Being the child of two disciplines, literary studies and geology, spatial encounters frequently send me into the ground through different archives. To understand the soil that is now being fought over, you must understand how that soil came to be. The human narrative must be supplemented by the story the land itself tells. The encounter must be opened up to deep time. The Netherlands being the delta that it is, the millions-to-billions year old deep time history is not found on the surface. The top 14 meters of the Lutkemeerpolder send us back a maximum of 238,000 years, though the exact timing of the sedimentation in the area is not known. Below the contested farmland and potential prospective business park lie the remnants of the second-to-last ice age during which the ice in this area came up to Haarlem. Until the early Holocene (which started ~11,700 years ago), this area hosted braiding and meandering (ice) rivers flowing below and from the glacial cover, followed by rivers typical for dry areas, and then swamps. During the Holocene the coastline of what became the Netherlands moved. The shallow seas left behind clay, silt, and sand. The Lutkemeerpolder was sea once and will be sea again. The fertile sea clay lies at a depth of approximately -5m below sea level and over time the sediments will be taken back by the water.

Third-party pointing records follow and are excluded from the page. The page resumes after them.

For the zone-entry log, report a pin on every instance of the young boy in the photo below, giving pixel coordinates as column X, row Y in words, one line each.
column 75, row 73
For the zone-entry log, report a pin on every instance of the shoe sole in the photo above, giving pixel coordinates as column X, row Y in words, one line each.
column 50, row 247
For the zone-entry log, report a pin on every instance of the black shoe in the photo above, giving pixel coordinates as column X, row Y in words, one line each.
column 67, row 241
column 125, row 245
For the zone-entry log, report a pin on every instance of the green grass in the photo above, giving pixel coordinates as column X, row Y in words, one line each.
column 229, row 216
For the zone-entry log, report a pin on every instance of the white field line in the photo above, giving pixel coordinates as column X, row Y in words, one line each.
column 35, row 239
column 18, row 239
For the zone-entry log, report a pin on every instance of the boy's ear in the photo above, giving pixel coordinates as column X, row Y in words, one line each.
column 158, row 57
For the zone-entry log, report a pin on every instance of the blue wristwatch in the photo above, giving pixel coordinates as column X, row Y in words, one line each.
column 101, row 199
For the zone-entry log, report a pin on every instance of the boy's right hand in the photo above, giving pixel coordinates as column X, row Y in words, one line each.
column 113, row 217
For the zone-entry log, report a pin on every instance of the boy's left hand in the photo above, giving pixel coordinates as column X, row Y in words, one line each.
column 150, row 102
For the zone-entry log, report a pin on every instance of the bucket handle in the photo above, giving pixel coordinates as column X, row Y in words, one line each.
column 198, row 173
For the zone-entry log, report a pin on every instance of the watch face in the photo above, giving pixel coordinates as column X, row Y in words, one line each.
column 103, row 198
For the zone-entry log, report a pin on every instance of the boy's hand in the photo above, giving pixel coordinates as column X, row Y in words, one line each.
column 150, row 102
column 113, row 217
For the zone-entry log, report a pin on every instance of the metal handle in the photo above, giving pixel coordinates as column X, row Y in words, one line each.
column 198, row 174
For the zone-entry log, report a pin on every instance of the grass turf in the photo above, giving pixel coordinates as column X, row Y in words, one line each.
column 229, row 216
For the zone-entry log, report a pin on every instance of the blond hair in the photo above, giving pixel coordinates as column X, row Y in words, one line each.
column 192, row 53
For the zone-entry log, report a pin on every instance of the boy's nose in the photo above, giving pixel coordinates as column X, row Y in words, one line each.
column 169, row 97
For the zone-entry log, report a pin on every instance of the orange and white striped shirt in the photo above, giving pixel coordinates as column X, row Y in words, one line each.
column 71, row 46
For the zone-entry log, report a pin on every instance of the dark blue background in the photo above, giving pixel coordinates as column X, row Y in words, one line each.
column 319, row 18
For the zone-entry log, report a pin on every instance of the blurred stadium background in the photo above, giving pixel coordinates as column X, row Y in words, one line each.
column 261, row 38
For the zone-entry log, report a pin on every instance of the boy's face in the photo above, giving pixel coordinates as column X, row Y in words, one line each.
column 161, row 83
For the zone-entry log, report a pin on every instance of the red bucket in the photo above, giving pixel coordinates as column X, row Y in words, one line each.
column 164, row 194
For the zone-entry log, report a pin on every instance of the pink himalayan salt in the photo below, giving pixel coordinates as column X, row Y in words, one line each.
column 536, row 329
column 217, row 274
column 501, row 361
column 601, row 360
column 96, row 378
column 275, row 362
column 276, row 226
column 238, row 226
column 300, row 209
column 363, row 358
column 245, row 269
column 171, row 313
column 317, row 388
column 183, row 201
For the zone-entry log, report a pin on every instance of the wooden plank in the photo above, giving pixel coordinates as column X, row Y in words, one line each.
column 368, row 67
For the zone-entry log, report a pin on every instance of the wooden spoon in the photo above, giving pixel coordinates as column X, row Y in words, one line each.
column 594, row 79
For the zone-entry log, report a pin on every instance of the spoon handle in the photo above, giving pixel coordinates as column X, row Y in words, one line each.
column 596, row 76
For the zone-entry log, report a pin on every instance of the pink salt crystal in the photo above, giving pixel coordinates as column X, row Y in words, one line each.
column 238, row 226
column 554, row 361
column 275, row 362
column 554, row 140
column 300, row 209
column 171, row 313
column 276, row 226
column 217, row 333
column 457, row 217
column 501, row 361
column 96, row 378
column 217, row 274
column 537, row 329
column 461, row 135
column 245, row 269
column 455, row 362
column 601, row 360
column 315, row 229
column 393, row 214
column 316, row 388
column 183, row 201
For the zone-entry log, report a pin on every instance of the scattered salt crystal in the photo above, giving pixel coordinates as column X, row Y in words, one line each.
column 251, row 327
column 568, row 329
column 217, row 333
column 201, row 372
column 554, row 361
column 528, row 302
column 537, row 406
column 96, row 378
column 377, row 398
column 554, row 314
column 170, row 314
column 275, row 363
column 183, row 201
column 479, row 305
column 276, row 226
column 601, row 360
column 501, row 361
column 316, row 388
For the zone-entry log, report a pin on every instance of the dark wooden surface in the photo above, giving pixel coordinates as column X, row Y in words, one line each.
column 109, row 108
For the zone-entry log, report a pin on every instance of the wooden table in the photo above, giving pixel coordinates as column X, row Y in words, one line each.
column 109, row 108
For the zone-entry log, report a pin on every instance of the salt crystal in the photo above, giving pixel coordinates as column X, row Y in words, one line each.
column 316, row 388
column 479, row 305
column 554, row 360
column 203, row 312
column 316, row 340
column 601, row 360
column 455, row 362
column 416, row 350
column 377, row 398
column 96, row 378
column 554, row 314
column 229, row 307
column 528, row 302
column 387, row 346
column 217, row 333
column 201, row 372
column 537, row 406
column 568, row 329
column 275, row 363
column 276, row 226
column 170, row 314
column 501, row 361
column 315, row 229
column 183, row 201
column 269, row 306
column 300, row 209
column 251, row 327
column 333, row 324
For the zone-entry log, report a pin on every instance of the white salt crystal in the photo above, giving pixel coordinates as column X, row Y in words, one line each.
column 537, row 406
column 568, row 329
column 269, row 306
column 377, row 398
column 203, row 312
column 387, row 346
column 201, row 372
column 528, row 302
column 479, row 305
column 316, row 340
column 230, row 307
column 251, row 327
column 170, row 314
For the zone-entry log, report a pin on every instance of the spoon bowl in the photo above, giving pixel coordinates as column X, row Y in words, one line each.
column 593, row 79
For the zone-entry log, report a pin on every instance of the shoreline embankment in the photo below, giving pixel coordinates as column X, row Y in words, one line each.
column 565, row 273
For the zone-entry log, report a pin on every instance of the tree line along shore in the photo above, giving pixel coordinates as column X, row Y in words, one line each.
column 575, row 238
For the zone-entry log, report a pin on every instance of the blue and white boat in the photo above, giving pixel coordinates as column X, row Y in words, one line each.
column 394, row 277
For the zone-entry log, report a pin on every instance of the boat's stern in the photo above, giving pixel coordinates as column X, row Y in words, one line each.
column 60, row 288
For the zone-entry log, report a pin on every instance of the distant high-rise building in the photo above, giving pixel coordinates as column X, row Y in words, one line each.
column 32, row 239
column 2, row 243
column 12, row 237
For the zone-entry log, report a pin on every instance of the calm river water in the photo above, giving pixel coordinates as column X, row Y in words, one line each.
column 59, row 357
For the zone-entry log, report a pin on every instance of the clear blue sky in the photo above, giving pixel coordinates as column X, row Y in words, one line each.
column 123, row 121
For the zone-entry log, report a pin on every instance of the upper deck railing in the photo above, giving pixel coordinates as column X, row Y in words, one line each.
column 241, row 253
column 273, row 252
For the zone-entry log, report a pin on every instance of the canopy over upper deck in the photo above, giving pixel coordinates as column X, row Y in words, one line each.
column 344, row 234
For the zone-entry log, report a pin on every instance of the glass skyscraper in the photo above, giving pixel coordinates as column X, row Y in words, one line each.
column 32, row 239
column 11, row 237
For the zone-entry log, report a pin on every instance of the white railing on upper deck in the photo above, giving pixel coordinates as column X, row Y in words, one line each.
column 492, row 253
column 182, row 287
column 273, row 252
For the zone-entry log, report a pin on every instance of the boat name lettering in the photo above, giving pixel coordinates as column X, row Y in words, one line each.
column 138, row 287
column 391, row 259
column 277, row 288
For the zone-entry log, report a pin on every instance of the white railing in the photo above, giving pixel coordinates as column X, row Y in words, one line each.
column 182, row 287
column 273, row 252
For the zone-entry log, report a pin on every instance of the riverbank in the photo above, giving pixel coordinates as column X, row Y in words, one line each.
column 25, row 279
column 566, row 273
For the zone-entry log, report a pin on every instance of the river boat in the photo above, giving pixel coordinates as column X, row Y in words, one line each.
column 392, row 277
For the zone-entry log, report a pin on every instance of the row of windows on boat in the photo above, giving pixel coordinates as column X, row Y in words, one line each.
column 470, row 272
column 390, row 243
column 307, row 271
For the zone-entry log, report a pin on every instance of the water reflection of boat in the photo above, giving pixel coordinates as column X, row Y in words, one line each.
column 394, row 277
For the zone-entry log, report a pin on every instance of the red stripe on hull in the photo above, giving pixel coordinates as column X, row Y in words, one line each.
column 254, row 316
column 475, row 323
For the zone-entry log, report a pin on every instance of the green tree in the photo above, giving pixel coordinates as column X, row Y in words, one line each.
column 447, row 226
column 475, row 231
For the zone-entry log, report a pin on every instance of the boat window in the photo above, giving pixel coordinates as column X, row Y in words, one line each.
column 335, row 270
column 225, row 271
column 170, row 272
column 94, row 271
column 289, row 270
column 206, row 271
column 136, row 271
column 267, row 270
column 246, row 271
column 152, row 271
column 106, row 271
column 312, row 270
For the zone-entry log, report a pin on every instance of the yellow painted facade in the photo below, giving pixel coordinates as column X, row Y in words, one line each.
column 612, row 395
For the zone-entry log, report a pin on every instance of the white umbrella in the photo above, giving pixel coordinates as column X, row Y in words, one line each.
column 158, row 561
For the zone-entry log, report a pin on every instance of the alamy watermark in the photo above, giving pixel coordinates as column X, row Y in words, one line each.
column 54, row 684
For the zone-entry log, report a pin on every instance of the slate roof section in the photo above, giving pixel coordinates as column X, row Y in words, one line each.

I was trying to understand not only the politics of the land and the human history of it, but the deep time history of the Lutkemeerpolder forced me to become reacquainted with the space in a new way. At the Lutkemeerpolder, the landscape as a palimpsest – a view of the landscape that is widely contested within geography, but I argue functions as a useful metaphor here – gains meaning. The sedimentary layers are overlain by biotic, social, historical, and political layers creating not only a tapestry of stories, but a tapestry of landscapes that becomes apparent through the environmental humanities practice of “staying with the trouble” (Haraway 2016).